To: [email protected]

Subject: Re: Thrift metastore server and dfs file owner



On Tue, Jul 13, 2010 at 6:20 PM, Pradeep Kamath <[email protected]> wrote:

> I tried:

> hive -e "set user.name=$USER;create table foo2 ( name string);"

>

> My warehouse table dir still got created by "root" (the user my thrift

> server is running as) drwxr-xr-x   - root supergroup          0

> 2010-07-13 15:19 /user/pradeepk/hive/warehouse/foo2

>

> -----Original Message-----

> From: Edward Capriolo [mailto:[email protected]]

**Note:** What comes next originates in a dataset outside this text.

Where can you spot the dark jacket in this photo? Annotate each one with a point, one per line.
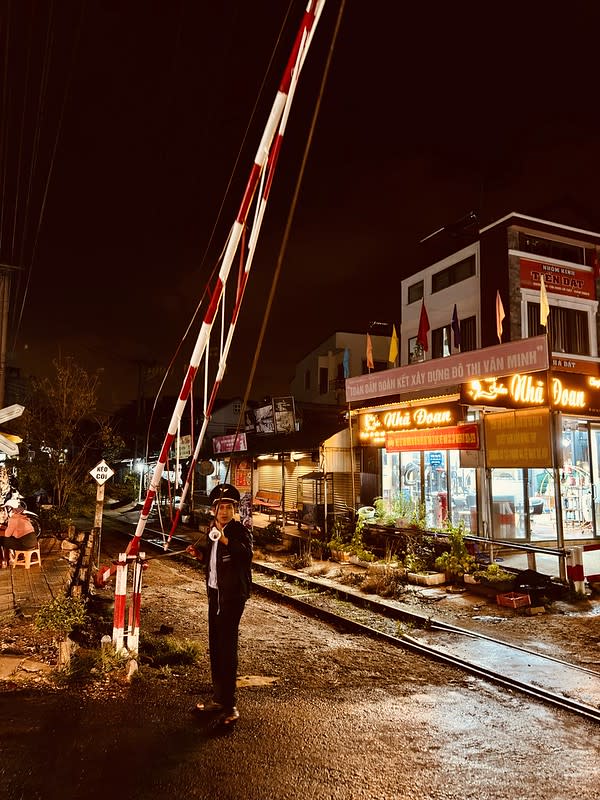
(234, 560)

> Sent: Tuesday, July 13, 2010 2:47 PM

> To: [email protected]

> Subject: Re: Thrift metastore server and dfs file owner

>

> On Tue, Jul 13, 2010 at 5:04 PM, Pradeep Kamath <[email protected]> 
> wrote:

>> Hi,

>>

>>    I suspect this is true but wanted to confirm: If I start a thrift

>> metastore service as user "joe" then all internal tables created will

>> have directories under the warehouse directory owned by "joe"

>> regardless of the actual user running the create table statement - is

>> this correct? There is no way for the thrift server to create the directory 
>> as the actual user?

>> However if thrift service is not used and the hive client directly

>> works against the metastore database, then the directories are

>> created by the actual user - is this correct?

>>

>>

>>

>> Thanks,

>>

>> Pradeep

>

> The hive web interface does this:

>

>    queries.add("set hadoop.job.ugi=" + auth.getUser() + ","

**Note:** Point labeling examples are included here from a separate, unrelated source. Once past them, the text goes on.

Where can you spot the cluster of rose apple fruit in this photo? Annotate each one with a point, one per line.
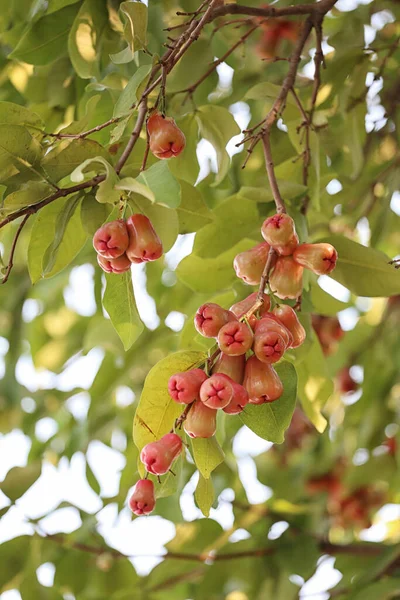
(249, 343)
(118, 243)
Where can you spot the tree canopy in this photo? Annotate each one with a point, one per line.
(288, 109)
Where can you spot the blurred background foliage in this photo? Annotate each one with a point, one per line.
(69, 389)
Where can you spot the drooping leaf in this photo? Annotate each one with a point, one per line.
(271, 420)
(119, 302)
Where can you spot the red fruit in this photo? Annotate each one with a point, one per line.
(112, 239)
(261, 382)
(250, 264)
(233, 366)
(319, 258)
(185, 387)
(239, 400)
(210, 318)
(143, 501)
(235, 338)
(289, 318)
(286, 280)
(269, 346)
(121, 264)
(278, 230)
(144, 243)
(345, 382)
(158, 456)
(201, 421)
(166, 139)
(270, 322)
(241, 308)
(217, 391)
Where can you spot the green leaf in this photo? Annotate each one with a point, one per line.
(364, 271)
(135, 30)
(270, 421)
(204, 495)
(159, 179)
(19, 152)
(193, 213)
(156, 411)
(68, 155)
(106, 191)
(29, 193)
(211, 274)
(43, 234)
(128, 96)
(14, 114)
(207, 455)
(93, 214)
(218, 126)
(13, 556)
(85, 38)
(19, 479)
(46, 39)
(133, 185)
(119, 302)
(315, 384)
(62, 222)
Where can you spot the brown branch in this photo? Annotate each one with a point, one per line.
(142, 111)
(13, 248)
(78, 136)
(191, 89)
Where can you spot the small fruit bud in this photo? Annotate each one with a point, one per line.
(235, 338)
(269, 346)
(345, 382)
(233, 366)
(319, 258)
(278, 230)
(144, 243)
(217, 391)
(250, 264)
(210, 318)
(261, 382)
(158, 456)
(111, 240)
(286, 280)
(166, 139)
(201, 421)
(238, 402)
(289, 319)
(121, 264)
(143, 501)
(185, 387)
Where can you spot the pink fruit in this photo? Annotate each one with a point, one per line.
(261, 382)
(111, 240)
(158, 456)
(288, 317)
(233, 366)
(185, 387)
(286, 280)
(210, 318)
(143, 501)
(235, 338)
(217, 391)
(319, 258)
(166, 139)
(201, 421)
(121, 264)
(144, 243)
(250, 264)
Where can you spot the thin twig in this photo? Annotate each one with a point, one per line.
(13, 248)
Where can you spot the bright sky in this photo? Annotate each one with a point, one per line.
(146, 536)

>        + auth.getGroups()[0]);

>    queries.add("set user.name=" + auth.getUser());

>

> You should be able to accomplish the same thing using set commands

> with the Thrift Server to impersonate.

>

> Regards,

> Edward

>



You are right. That technique may only affect files created during the 
map/reduce job. I think the thrift server can use the dfs processor.



hive> dfs -chown user:user /user/hive/warehouse/foo2;



Questions:

Who is your hadoop superuser?

Are you enforcing dfs permissions?



If you are enforcing permissions only the hadoop superuser (hadoop) will be 
able to chown files to other users and groups.